Thank you in advance


  • Hi slupik, - Nishide & team have several studies on L. migratoria. One thing is they use ~18% moisture for the egg sand.

    Another research team following team Nishide's methods actually plastic bagged (allowing gas exchange, so not closed) their egg trays for an initial period & only exposed the sand when incubation phase was leading to hatching time. Maybe your soil is complicating moisture for the eggs' need to avoid drying too much; if you are using a commercial bagged "soil" that can have unknown ammendments (ex: wetting agents to make the product particles "wick" water to it). For reference team Nishide used sand & no soil.

    In Nishide, et als. (2017) " The hatching time of Locusta migratoria under outdoor conditions: role of temperature and adaptive significance" ( free full pdf available online) they found egg hatching response is best when there is a timely rise in temperature; whereas average (mean) temperature is less inducive of egg hatching. Team Nishide's (2015) " Egg hatching of two locusts S. gregaria and L. migratoria in response to light and temperature" describes how Locusta migratoria in nature hatch best in light & not covered; meaning you might try to plastic bag uncovered eggs & time their uncovering under constant light (one lab specified it used 24 hour light for eggs).
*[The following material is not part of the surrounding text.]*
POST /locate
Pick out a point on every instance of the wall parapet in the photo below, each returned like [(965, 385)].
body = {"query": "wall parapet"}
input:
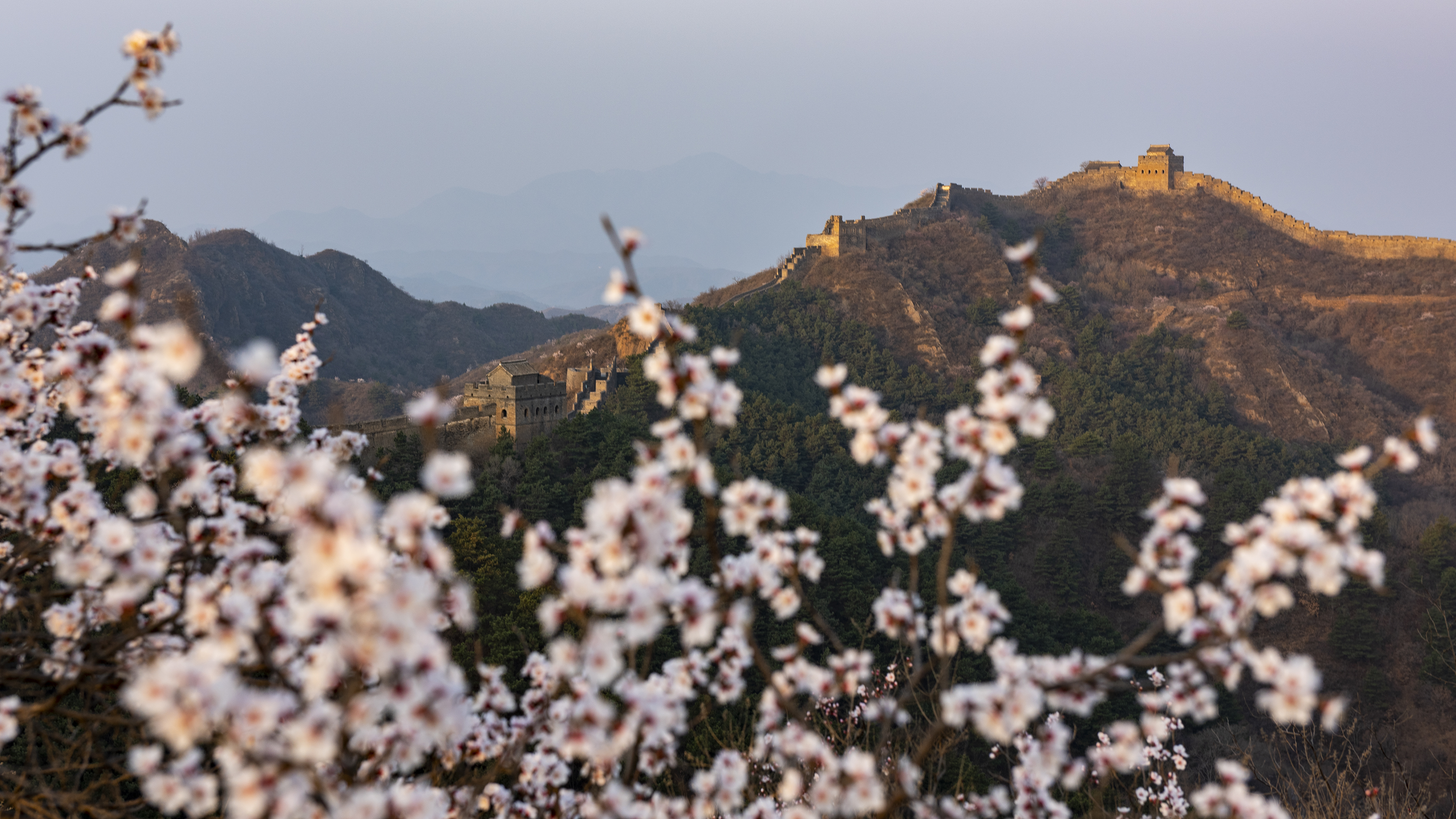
[(1179, 182)]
    Recent reports have disclosed that eggs in groups hatch best & they trigger one another. An early tactic used by some was to vigorously shake egg trays to induce contact vibration for hatching. Recently I saw a reference that egg emergence was even improved by playing them Mozart; as per "Hatching synchronicity is controlled by a two step nechanism in the migratory locust ...: roles of vibratory stimuli."

    One last thought - if you are feeding the locust on so called "organic" grown plant matter. The "natural" insecticide azadirachtin (from neem tree) is now quite commonly used. In low dose exposure it is not always killing a bug, but non-fatal doses can cause some reproductive impact (varying with when the bug was exposed in it's life cycle to what dose of azadirachtin). In simple terms there can be thinning of the egg surface (easier to dry out) & also developmental deformities going on inside (hormone phases altered) ; which may relate to those you found not moving to the surface & dying off.

  • Hi @gringojay, Thank you so much for your reply. I will try the suggestions you mentioned (actually already have pure sand and closed tub experiments set up) and go through the studies. I appreciate your help!